In [651]:
import numpy as np
import pandas as pd
import matplotlib.pyplot as plt 
import seaborn as sns
import plotly.express as px
from sklearn.linear_model import LinearRegression
from sklearn.tree import DecisionTreeRegressor
from sklearn.ensemble import RandomForestRegressor
from sklearn.svm import SVR
from sklearn.model_selection import train_test_split
from sklearn.model_selection import KFold
from sklearn.impute import SimpleImputer
from sklearn.preprocessing import OneHotEncoder
import warnings
warnings.filterwarnings('ignore')

In [652]:
train = pd.read_csv('train.csv')
test = pd.read_csv('test.csv')

In [653]:
train.shape , test.shape

((1460, 81), (1459, 80))

###### LotFrontage: Linear feet of street connected to property
###### Alley: Type of alley access
###### FireplaceQu: Fireplace quality
###### PoolQC: Pool quality
###### Fence: Fence quality
###### MiscFeature: Miscellaneous feature not covered in other categories

In [654]:
train.isnull().sum()[train.isnull().sum()>1000]

Alley          1369
PoolQC         1453
Fence          1179
MiscFeature    1406
dtype: int64

In [655]:
test.isnull().sum()[test.isnull().sum()>1000]

Alley          1352
PoolQC         1456
Fence          1169
MiscFeature    1408
dtype: int64

# IMPUTATION

In [656]:
train = train.drop(['Alley','PoolQC','Fence','MiscFeature'] , axis = 1)
test = test.drop(['Alley','PoolQC','Fence','MiscFeature'] , axis = 1)

In [658]:
num_imp_median = SimpleImputer(strategy='median')
# train[['LotFrontage','MasVnrArea']] = num_imp_median.fit_transform(train[['LotFrontage','MasVnrArea']])
# test[['LotFrontage','MasVnrArea']] = num_imp_median.transform(test[['LotFrontage','MasVnrArea']])
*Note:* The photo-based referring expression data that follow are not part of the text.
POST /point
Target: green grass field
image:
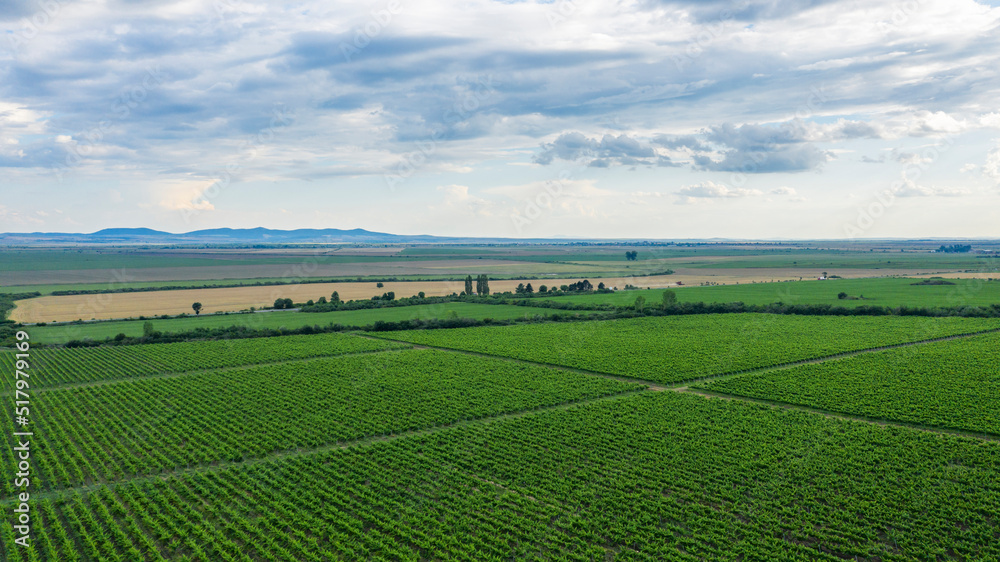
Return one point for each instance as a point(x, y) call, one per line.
point(892, 292)
point(62, 333)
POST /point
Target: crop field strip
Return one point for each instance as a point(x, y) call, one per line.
point(192, 546)
point(654, 476)
point(949, 385)
point(62, 366)
point(146, 426)
point(676, 349)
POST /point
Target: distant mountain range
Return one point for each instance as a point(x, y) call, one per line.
point(237, 236)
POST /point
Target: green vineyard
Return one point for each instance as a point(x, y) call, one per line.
point(100, 433)
point(80, 365)
point(348, 447)
point(949, 385)
point(652, 477)
point(678, 348)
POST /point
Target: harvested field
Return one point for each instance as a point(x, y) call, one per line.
point(305, 268)
point(132, 305)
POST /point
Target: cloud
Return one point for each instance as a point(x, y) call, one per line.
point(991, 168)
point(459, 199)
point(187, 195)
point(712, 190)
point(611, 149)
point(910, 188)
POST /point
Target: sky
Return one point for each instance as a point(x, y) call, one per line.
point(758, 119)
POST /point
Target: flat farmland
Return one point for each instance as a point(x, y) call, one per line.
point(657, 476)
point(62, 333)
point(673, 349)
point(891, 292)
point(297, 268)
point(131, 305)
point(950, 384)
point(143, 426)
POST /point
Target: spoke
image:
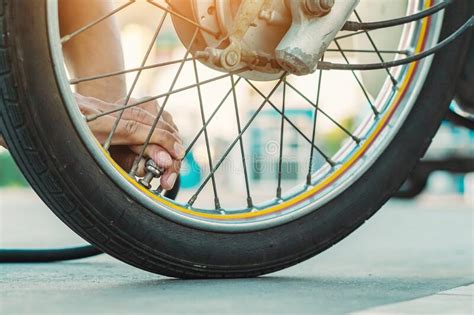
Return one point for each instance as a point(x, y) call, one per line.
point(313, 137)
point(394, 81)
point(211, 117)
point(282, 130)
point(206, 136)
point(366, 94)
point(367, 51)
point(157, 118)
point(135, 81)
point(330, 162)
point(229, 149)
point(68, 37)
point(153, 98)
point(116, 73)
point(178, 15)
point(349, 35)
point(356, 139)
point(241, 141)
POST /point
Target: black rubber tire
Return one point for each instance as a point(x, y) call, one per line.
point(52, 155)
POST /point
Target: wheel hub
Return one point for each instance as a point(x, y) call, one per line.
point(265, 36)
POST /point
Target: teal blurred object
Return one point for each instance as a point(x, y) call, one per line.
point(191, 172)
point(10, 175)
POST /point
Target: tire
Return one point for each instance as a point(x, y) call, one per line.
point(51, 155)
point(464, 91)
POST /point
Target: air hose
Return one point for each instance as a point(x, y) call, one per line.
point(61, 254)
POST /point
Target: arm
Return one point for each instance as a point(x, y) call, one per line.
point(98, 50)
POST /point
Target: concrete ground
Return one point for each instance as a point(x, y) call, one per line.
point(411, 258)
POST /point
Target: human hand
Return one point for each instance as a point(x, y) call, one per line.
point(165, 147)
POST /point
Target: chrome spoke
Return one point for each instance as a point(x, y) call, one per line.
point(315, 120)
point(241, 141)
point(157, 118)
point(206, 137)
point(216, 110)
point(368, 51)
point(356, 139)
point(135, 81)
point(153, 98)
point(327, 158)
point(68, 37)
point(178, 15)
point(371, 40)
point(361, 85)
point(282, 131)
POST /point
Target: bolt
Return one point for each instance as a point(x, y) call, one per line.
point(232, 58)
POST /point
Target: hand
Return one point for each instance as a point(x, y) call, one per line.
point(165, 146)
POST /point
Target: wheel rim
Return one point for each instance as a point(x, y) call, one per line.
point(327, 182)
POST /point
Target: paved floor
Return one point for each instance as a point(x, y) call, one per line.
point(408, 251)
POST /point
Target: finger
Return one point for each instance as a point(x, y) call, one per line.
point(125, 157)
point(132, 132)
point(168, 179)
point(159, 155)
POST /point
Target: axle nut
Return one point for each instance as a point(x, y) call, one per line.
point(319, 7)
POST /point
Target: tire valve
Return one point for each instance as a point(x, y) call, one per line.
point(152, 171)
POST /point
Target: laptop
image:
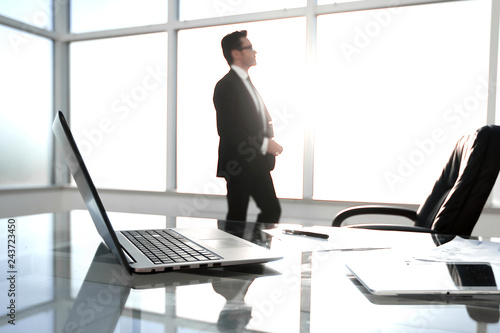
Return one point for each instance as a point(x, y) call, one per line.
point(150, 251)
point(425, 278)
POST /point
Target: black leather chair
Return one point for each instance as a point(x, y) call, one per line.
point(458, 196)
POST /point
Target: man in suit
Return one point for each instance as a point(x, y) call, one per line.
point(247, 150)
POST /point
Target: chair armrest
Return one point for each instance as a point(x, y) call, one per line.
point(374, 209)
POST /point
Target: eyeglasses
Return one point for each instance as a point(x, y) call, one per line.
point(247, 48)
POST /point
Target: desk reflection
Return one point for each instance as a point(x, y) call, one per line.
point(107, 286)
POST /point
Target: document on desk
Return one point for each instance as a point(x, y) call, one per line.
point(464, 250)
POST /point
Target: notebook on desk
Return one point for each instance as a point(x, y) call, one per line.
point(146, 251)
point(393, 277)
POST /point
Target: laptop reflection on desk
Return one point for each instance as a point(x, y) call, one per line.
point(107, 286)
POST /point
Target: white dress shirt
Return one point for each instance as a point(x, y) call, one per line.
point(257, 100)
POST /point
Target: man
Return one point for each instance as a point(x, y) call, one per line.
point(247, 150)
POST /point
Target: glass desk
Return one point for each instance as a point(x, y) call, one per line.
point(61, 278)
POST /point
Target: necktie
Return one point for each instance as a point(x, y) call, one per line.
point(259, 106)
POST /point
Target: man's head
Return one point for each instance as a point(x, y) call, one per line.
point(238, 50)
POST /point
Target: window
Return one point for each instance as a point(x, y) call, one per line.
point(279, 77)
point(118, 109)
point(34, 12)
point(93, 15)
point(25, 109)
point(198, 9)
point(396, 88)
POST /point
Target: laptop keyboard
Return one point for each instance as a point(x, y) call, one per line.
point(168, 246)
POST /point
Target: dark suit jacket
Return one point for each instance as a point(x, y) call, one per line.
point(240, 129)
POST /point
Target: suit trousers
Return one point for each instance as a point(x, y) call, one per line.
point(261, 189)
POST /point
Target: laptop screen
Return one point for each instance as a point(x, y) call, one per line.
point(86, 187)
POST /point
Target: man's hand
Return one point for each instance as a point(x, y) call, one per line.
point(274, 148)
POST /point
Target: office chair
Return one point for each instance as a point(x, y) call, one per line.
point(458, 197)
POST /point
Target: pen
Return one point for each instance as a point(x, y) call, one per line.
point(305, 233)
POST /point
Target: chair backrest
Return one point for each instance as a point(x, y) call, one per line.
point(460, 193)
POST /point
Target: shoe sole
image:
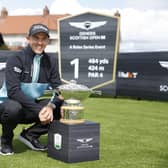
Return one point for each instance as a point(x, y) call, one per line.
point(27, 143)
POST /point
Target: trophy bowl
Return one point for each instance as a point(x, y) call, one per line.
point(72, 108)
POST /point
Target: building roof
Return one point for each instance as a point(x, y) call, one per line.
point(20, 24)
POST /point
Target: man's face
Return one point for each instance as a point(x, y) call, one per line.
point(38, 42)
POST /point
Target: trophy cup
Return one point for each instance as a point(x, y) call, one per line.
point(72, 139)
point(72, 108)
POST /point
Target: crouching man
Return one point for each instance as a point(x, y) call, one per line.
point(25, 70)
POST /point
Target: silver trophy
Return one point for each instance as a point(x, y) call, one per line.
point(72, 108)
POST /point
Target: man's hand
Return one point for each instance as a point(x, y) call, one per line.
point(46, 115)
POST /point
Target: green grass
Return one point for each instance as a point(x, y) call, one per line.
point(134, 134)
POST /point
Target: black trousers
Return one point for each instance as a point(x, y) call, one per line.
point(12, 113)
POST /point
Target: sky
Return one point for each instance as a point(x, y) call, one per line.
point(144, 23)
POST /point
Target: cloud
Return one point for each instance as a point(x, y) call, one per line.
point(26, 11)
point(71, 7)
point(141, 30)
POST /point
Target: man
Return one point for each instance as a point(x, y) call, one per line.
point(31, 66)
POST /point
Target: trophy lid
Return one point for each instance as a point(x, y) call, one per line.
point(74, 90)
point(73, 86)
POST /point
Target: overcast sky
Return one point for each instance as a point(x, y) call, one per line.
point(144, 23)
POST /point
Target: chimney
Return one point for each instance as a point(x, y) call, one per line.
point(46, 11)
point(4, 12)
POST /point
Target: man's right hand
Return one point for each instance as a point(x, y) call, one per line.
point(46, 115)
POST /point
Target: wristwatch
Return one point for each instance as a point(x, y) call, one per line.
point(52, 105)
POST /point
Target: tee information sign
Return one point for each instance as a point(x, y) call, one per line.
point(88, 49)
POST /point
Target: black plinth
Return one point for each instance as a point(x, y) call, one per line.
point(74, 143)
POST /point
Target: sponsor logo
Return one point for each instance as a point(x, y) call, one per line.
point(164, 64)
point(87, 25)
point(130, 75)
point(163, 88)
point(2, 65)
point(84, 143)
point(16, 69)
point(85, 140)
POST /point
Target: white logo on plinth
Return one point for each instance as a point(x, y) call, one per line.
point(57, 141)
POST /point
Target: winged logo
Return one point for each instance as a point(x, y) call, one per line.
point(164, 64)
point(87, 25)
point(85, 140)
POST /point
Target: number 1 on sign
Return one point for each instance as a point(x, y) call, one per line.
point(75, 62)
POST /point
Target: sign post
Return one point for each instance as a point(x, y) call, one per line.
point(88, 49)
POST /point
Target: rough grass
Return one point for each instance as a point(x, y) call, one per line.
point(134, 134)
train[['LotFrontage', 'MasVnrArea', 'BsmtFinSF1', 'BsmtFinSF2', 'BsmtUnfSF',
       'TotalBsmtSF', 'BsmtFullBath', 'BsmtHalfBath', 'GarageYrBlt',
       'GarageCars', 'GarageArea']] = num_imp_median.fit_transform(train[['LotFrontage', 'MasVnrArea', 'BsmtFinSF1', 'BsmtFinSF2', 'BsmtUnfSF',
       'TotalBsmtSF', 'BsmtFullBath', 'BsmtHalfBath', 'GarageYrBlt',
       'GarageCars', 'GarageArea']])
test[['LotFrontage', 'MasVnrArea', 'BsmtFinSF1', 'BsmtFinSF2', 'BsmtUnfSF',
       'TotalBsmtSF', 'BsmtFullBath', 'BsmtHalfBath', 'GarageYrBlt',
       'GarageCars', 'GarageArea']] = num_imp_median.transform(test[['LotFrontage', 'MasVnrArea', 'BsmtFinSF1', 'BsmtFinSF2', 'BsmtUnfSF',
       'TotalBsmtSF', 'BsmtFullBath', 'BsmtHalfBath', 'GarageYrBlt',
       'GarageCars', 'GarageArea']])

# num_imp_mean = SimpleImputer(strategy='mean')
# train[['GarageYrBlt']] = num_imp_mean.fit_transform(train[['GarageYrBlt']])
# test[['GarageYrBlt']] = num_imp_mean.transform(test[['GarageYrBlt']])

In [659]:
cat_col = SimpleImputer(strategy='most_frequent')
# train[['MasVnrType', 'BsmtQual', 'BsmtCond', 'BsmtExposure', 'BsmtFinType1',
#        'BsmtFinType2', 'Electrical', 'FireplaceQu', 'GarageType',
#        'GarageFinish', 'GarageQual', 'GarageCond']] = cat_col.fit_transform(train[['MasVnrType', 'BsmtQual', 'BsmtCond', 'BsmtExposure', 'BsmtFinType1',
#        'BsmtFinType2', 'Electrical', 'FireplaceQu', 'GarageType',
#        'GarageFinish', 'GarageQual', 'GarageCond']])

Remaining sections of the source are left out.